Elefanten in der Teeplantage

Vor einiger Zeit kam eine Frau in die Therapie und teilte mit, sie habe Koli-Bakterien in der Blase. Im Darm seien solche Keime zwar nützlich, hier aber verursachten eine chronische Entzündung, die inzwischen ein ernsthaftes Risiko für ihre Gesundheit darstelle. Die Ärzte hätten nun fast alle Antibiotika versucht und keines habe geholfen. Nun gäbe es nur noch ein Antibiotikum, das möglicherweise helfen könne, welches aber eigens für sie hergestellt werden müsse. Solange müsse sie warten – und was, wenn nun auch dieses Mittel nicht wirkte? Gerne wollte sie probieren, ob Hypnotherapie hier helfen könne.

Ich erlebte sie als höfliche, bescheidene Frau, die wenig Raum für sich beanspruchte und anderen gerne jeden erdenklichen Raum und jede mögliche Unterstützung zu geben bereit war. Auf meine Überlegung, wie die Bakterien zu vertreiben wären, protestierte sie: Da habe sie Mitleid mit den Bakterien – das dürfe man ihnen nicht antun! Auf meine verblüffte Nachfrage erklärte sie, Bakterien seien doch auch Lebewesen, die leben wollten. Vielleicht waren sie ja darum mit Antibiotika nicht kleinzukriegen? Wenn die Bakterien nicht gekillt werden dürfen, was kann man da tun? Ich erzählte ihr eine Geschichte…

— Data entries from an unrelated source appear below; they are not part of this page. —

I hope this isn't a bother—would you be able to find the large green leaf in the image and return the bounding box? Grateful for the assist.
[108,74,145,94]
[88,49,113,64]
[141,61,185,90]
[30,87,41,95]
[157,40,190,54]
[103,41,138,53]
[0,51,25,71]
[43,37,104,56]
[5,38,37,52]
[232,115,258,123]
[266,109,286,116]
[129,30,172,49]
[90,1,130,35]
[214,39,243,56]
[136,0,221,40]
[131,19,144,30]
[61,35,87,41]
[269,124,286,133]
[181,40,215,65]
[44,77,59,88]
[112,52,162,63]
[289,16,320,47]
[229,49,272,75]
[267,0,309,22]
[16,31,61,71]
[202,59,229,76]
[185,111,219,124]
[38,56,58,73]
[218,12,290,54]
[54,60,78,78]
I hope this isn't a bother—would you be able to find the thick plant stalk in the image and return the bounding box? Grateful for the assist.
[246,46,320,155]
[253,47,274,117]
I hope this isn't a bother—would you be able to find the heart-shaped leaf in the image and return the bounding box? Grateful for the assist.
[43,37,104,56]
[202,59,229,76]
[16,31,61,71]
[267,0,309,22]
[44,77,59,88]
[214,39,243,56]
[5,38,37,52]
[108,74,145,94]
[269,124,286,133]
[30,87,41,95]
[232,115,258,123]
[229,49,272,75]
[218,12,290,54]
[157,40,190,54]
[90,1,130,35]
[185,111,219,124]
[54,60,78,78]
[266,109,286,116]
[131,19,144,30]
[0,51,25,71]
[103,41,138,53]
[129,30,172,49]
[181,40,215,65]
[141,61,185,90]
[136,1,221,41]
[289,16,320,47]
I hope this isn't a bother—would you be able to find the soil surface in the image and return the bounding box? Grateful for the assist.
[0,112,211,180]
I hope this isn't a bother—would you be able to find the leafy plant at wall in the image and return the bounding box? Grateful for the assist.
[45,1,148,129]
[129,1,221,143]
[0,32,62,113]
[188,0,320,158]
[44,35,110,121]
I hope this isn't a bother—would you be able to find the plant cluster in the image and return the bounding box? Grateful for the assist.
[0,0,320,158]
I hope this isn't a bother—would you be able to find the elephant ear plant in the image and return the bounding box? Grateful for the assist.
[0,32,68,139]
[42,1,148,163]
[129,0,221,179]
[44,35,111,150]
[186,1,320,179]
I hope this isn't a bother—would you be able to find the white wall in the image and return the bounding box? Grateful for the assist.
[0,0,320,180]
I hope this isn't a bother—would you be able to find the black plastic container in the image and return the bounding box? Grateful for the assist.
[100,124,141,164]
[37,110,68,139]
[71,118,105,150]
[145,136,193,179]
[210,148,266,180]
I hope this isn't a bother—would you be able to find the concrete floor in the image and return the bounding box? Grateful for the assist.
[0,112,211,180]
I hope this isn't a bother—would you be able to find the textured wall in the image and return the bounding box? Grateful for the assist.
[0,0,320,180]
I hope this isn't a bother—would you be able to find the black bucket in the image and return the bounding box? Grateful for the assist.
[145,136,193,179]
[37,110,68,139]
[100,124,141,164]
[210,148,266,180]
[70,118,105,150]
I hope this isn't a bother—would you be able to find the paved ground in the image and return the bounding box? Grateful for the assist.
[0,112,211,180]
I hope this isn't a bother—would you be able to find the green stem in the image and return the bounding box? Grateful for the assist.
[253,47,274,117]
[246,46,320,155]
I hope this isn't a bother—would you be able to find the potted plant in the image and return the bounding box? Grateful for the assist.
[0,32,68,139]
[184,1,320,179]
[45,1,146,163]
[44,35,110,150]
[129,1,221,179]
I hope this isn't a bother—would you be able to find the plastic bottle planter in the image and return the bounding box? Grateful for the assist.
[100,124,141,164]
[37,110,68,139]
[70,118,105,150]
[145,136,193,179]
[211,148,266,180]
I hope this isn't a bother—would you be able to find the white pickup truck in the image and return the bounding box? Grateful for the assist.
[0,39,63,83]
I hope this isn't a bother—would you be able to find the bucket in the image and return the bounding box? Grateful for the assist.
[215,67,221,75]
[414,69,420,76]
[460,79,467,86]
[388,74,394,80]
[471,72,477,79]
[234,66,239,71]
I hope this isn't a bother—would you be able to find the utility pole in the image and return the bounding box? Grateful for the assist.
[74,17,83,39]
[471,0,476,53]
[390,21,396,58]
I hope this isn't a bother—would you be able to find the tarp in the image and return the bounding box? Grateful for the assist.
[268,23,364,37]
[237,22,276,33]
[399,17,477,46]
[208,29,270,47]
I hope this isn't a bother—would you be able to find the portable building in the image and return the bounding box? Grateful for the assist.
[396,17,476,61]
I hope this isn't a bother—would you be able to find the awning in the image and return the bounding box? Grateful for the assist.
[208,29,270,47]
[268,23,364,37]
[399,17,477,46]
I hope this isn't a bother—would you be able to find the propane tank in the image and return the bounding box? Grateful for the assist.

In einer indischen Teeplantage mühten sich die Bauern redlich um eine gute Ernte – immer wieder aber drangen Elefanten in die Plantage ein, um von den zarten Blättern der Teepflanzen zu fressen. Dabei zerstörten sie die Plantage, die die Lebensgrundlage der Bauern bildete. Manchmal geschah es, dass Bauern die Elefanten erschossen, obwohl diese natürlich streng geschützt waren. Der Staat brachte einige als Wilderer hinter Gitter, bis eine Kommission tagte, die überlegte, wie die Interessen der Teebauern mit dem Schutz der Elefanten vereinbart werden könnten.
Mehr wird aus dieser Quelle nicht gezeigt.